I have a delimited file with 350 columns. The delimiter is \034(Field separator)
.
I have to extract a particular column value and find out the count of each distinct value of that column in the file. If the count of distinct value is greater or equal to 2, I need to output it to a file.
The source file is 1GB. I have written the following command. It is very slow.
Get-Content E:\Test\test.txt | Foreach {($_ -split '\034')[117]} | Group-Object -Property { $_ } | %{ if($_.Count -ge 2) { Select-Object -InputObject $_ -Property Name,Count} } | Export-csv -Path "E:\Test\test2.csv" -NoTypeInformation
Please help!
I suggest using a switch
statement to process the input file quickly (by PowerShell standards):
# Get an array of all the column values of interest.
$allColValues = switch -File E:\Test\test.txt {
default { # each input line
# For better performance with *literal* separators,
# use the .Split() *method*.
# Generally, however, use of the *regex*-based -split *operator* is preferable.

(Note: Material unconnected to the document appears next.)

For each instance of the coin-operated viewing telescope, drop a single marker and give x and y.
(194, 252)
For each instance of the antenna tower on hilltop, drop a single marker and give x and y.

$_.Split([char] 0x1c)[117] # hex 0x1c is octal 034
}
}
# Group the column values, and only output those that occur at least
# twice.
$allColValues | Group-Object -NoElement | Where-Object Count -ge 2 |
Select-Object Name, Count | Export-Csv E:\Test\test2.csv -NoTypeInformation
Tip of the hat to Mathias R. Jessen for suggesting the -NoElement
switch, which streamlines the Group-Object
call by only maintaining abstract group information; that is, only the grouping criteria (as reflected in .Name
, not also the individual objects that make up the group (as normally reflected in .Group
) are returned via the output objects.
As for what you tried:
Get-Content
with line-by-line streaming in the pipeline is slow, both generally (the object-by-object passing introduces overhead) and, specifically, because Get-Content
decorates each line it outputs with ETS (Extended Type System) metadata.
-Raw
switch reads the entire file as a single, multi-line string, which is much faster.Passing -Property { $_ }
to Group-Object
isn't necessary - just omit it. Without a -Property
argument, the input objects are grouped as a whole.
Chaining Where-Object
and Select-Object
- rather than filtering via an if
statement in a ForEach-Object
call combined with multiple Select-Object
calls - is not only conceptually clearer, but performs better.